The mere fact that the performance of duties which resulted in injury to the employee occurred before or after regular working hours or during a lunch period would not bar him from compensation if his claim was otherwise compensable. Indeed, compensation for an injury which arose out of the actual performance of his work but outside the usual hours could hardly be denied in this Commonwealth where it is well established that an employee is entitled to compensation for an injury sustained outside the regular hours even if at the time of his injury he was engaged in something which was only incidental to his employment.
Id. at 710-711 (emphasis added; citations omitted). See also Hicks v. Boston Medical Ctr., 16 Mass. Workers' Comp. Rep. 426 (2002) (hospital EKG technician who voluntarily had flu shot administered by employer hospital on her lunch hour received an injury in the course of her employment when the shot resulted in blindness because receipt of flu shot was an incident of her employment and a clear benefit to her employer).

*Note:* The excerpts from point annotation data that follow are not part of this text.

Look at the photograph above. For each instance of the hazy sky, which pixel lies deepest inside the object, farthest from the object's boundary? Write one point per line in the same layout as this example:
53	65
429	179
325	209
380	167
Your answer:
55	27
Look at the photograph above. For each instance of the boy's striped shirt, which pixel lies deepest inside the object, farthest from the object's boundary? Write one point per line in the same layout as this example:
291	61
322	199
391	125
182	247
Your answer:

Accordingly, we affirm the decision of the administrative judge awarding the employee § 34 temporary total incapacity benefits. Pursuant to G. L. c. 152, § 13A(6), employee's counsel is awarded a fee of $1,273.54.
Sara Holmes Wilson
Administrative Law Judge
Frederick E. Levine
Administrative Law Judge
William A. McCarthy
Administrative Law Judge
Filed: July 1, 2003
1 General Laws c. 152, § 27, provides:
If the employee is injured by reason of his serious and wilful misconduct, he shall not receive compensation; but this provision shall not bar compensation to his dependents if the injury results in death.

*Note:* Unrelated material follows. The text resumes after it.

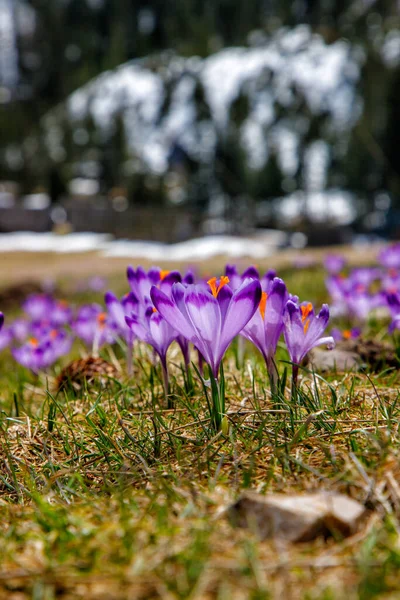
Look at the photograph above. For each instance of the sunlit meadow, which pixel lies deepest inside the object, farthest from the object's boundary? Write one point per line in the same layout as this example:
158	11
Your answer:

2 The judge's findings are consistent with the employee's testimony that during the six or seven years that he worked "off and on" for the employer, it "was not uncommon" for workers to show up, be told there was no work, and then find work "out back" for which they were paid. (Mar. 15, 2001 Tr. 31-32.)
3 The judge at one point referred to the "scope of his employment," (Dec. 8), but appeared to analyze the case under the correct principles of law.
4 Compare Sawyer's Case, supra at 79-80, where the court upheld the board's findings that the employer was liable to pay compensation for the death of the employee, a truck driver, even though it assumed that the employee had violated a rule prohibiting drivers from picking up passengers.